In all, Steven saw The Phantom Menace 11 times in the theater. If you’re doing the math, that amounts to roughly $250 in tickets and movie theater snacks. George Lucas, if you’re reading this, Steven still says it was worth it, and you’re welcome.

Steven also owns a wide variety of Star Wars toys, comic books, magazines, books, t-shirts, a replica Boba Fett mask, a Star Wars monopoly game, video games, posters, and even a life-size R2-D2 cooler that he won as a raffle prize in college. All he had to do was buy dinner for half of the students on the Concordia College – New York campus in order to claim their raffle tickets and stack the odds in his favor.

Yeah, some days the line between my husband and those crazy Star Wars fanatics is a little blurry, but that has always been part of his charm.

Long before our daughter was born, Steven dreamed of the day that he could pass along his love of Star Wars to his children. He practiced with his nephews T.J. and Tyler, watching the movies with them at Gamma and Pop-Pop’s house when they boys were babies. At this point, Cadence has yet to officially sit down to watch any of the films with her Daddy. He has been waiting for the new Blu-ray discs, wanting to make sure that Cadence is able to experience the 6-part series in all its glory. With the Blu-ray release finally in sight and our daughter hitting a point in her toddlerhood where she is actually interested in sitting down and watching movies (though still not for extremely long stretches of time), Steven is getting pretty anxious for their Daddy-Daughter Movie Date.

But Houston, we have a problem.

A big problem.

Tonight as we were finishing up dinner, we turned on the season premier of How I Met Your Mother.
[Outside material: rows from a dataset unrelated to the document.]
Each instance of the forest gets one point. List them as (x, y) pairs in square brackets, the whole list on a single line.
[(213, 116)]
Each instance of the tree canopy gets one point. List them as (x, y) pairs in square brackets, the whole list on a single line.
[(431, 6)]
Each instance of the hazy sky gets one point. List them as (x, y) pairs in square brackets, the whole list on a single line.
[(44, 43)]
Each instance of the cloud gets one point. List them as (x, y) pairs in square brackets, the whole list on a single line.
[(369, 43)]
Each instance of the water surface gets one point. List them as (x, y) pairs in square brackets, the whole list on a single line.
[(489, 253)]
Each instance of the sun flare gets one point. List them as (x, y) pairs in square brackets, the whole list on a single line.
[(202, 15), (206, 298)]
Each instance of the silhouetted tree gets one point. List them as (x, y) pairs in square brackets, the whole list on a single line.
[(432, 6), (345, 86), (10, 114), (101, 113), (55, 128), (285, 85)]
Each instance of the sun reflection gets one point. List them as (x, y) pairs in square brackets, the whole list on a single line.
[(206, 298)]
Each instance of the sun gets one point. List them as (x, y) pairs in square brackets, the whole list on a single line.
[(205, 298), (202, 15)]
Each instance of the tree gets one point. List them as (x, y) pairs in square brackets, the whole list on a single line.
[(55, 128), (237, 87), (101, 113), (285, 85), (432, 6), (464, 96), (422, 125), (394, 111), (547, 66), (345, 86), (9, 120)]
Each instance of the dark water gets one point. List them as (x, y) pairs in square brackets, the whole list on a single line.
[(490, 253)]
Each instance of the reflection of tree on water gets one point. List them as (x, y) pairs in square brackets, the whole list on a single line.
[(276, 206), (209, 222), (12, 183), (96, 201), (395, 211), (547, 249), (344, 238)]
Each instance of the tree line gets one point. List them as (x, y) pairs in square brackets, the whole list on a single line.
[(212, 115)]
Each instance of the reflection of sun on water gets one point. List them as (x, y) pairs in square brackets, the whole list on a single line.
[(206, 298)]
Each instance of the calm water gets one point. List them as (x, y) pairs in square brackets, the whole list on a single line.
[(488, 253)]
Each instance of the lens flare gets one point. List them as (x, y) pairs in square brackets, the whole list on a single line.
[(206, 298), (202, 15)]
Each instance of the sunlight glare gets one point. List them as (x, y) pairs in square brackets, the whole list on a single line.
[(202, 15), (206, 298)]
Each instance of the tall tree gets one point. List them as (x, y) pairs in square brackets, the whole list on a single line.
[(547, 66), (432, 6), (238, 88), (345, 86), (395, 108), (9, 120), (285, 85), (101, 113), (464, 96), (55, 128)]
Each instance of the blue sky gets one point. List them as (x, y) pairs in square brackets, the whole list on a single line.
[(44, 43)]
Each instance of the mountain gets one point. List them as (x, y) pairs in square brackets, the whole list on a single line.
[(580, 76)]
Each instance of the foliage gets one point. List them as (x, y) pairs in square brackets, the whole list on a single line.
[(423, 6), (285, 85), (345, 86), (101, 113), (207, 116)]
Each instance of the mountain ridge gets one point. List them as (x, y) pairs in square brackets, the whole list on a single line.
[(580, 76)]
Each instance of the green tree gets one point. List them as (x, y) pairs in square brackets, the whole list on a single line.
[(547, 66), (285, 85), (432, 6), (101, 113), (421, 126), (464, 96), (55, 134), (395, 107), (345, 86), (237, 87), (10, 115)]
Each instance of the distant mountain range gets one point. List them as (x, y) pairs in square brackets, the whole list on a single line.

During one of the commercial breaks, we stopped to watch what was probably the best commercial from the last Superbowl–this spot for the Volkswagon Passat…

Of course, my Star Wars-loving husband thought this was one of the best commercials he had ever seen, and most of our friends and family who saw it joked that the child in the commercial could very well be Steven’s child. We laughed and actually thought so to0, right up until tonight when the commercial came on and Cadence took one look at the miniature Darth Vader, gasped, turned red and started sobbing uncontrollably.

Steven and I started at each other for a minute, completely shocked by our daughter’s reaction. Cadence looked back at the screen, screamed, sobbed even louder, and started trying to climb and claw her way out of her high chair and into my lap. It took both Steven and I to hold her still long enough to get her released from the chair, and by the time I gathered her up into my arms she was sweating and crying and shaking with fear.

I couldn’t even believe what I was seeing. Our little girl who laughs at crazy thunder and lightning storms and wants to go out and stand in the rain to watch the show, our little girl who loved watching Gremlins, Falling Skies, and The Walking Dead with her Daddy and I, making scary monster growling noises whenever she sees a zombie or a monster or an alien on TV is suddenly afraid of a little kid dressed as Darth Vader in a car commercial.

Go figure.

Long after the commercial ended, Cadence kept her face buried in my chest, turning her head ever so slightly to steal a glance at the TV as if to make sure the scary guy was gone. Steven and I just looked at each other, completely bewildered. I half-expected Steven to begin questioning Cadence’s paternity, but he just shook his head and admitted that Darth Vader can be a pretty scary guy.

And now, since it seems our fearless child is apparently afraid of Darth Vader, we’re thinking that perhaps her introduction to the Star Wars universe is going to be delayed for just a bit longer. After all, her Daddy wants his favorite movies to make a good first impression.

Tonight’s 365 Project entry is dedicated to my dear Star Wars-obsessed husband and his daughter who is not quite ready to for the Force. But you know what they say…the best things come to those who wait.